Availability is broad. Opus 4.7 is live today on Claude products, the API, Amazon Bedrock, Google Cloud's Vertex AI, and Microsoft Foundry. The API model name is claude-opus-4-7. If you run Claude inside a cloud you already have a contract with, the rollout should require no new procurement work.
Inside Claude Code, the most concrete day-one moves are upgrading to the new model, accepting the new xhigh default effort level, and trying /ultrareview on a real PR before it ships. Pro and Max users get three free ultrareviews to test the workflow. The desktop app side of the experience is covered in the Claude Code desktop redesign coverage -- Opus 4.7 is the model running underneath that redesigned surface, and the new xhigh default applies there too.
For agentic and scheduled work, the obvious pairing is with the Claude Code Routines launch from yesterday and the broader scheduled-agent comparison. Routines that previously needed close supervision -- triaging alert queues, sweeping stale PRs, drafting docs against a moving codebase -- are exactly the work Anthropic says Opus 4.7 can now handle with confidence.
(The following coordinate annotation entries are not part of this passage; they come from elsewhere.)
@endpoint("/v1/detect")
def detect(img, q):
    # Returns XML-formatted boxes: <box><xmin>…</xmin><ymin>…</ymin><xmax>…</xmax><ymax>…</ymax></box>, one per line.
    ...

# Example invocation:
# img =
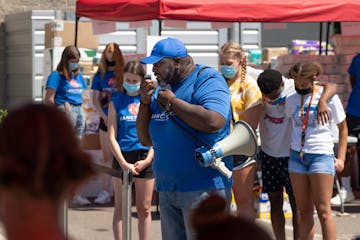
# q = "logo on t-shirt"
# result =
<box><xmin>128</xmin><ymin>103</ymin><xmax>139</xmax><ymax>115</ymax></box>
<box><xmin>108</xmin><ymin>77</ymin><xmax>115</xmax><ymax>88</ymax></box>
<box><xmin>69</xmin><ymin>79</ymin><xmax>80</xmax><ymax>88</ymax></box>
Pick one, swap the model name, raise the effort to xhigh, and watch what changes.
Frequently Asked Questions
What is Claude Opus 4.7?
Claude Opus 4.7 is Anthropic's new flagship general-purpose model, generally available April 16, 2026. It improves on Opus 4.6 in advanced software engineering with particular gains on the hardest tasks, ships a new xhigh effort level, and is the first model to deploy the cyber safeguards Anthropic plans to scale up toward Mythos-class models.
How is Opus 4.7 different from Opus 4.6?
Opus 4.7 keeps the same $5 per million input and $25 per million output token pricing as Opus 4.6 but adds notable software engineering gains, vision up to 2,576 pixels on the long edge, the new xhigh effort level, /ultrareview in Claude Code, auto mode for Max users, and the first cyber safeguards tier.
Should I upgrade from Opus 4.6 to Opus 4.7?
Yes, but plan a brief migration window. The model name claude-opus-4-7 is a direct upgrade. The updated tokenizer and more thinking at higher effort levels can change token usage by roughly 1.0-1.35x depending on content. Re-tune prompts because Opus 4.7 follows instructions more literally, and measure on real traffic.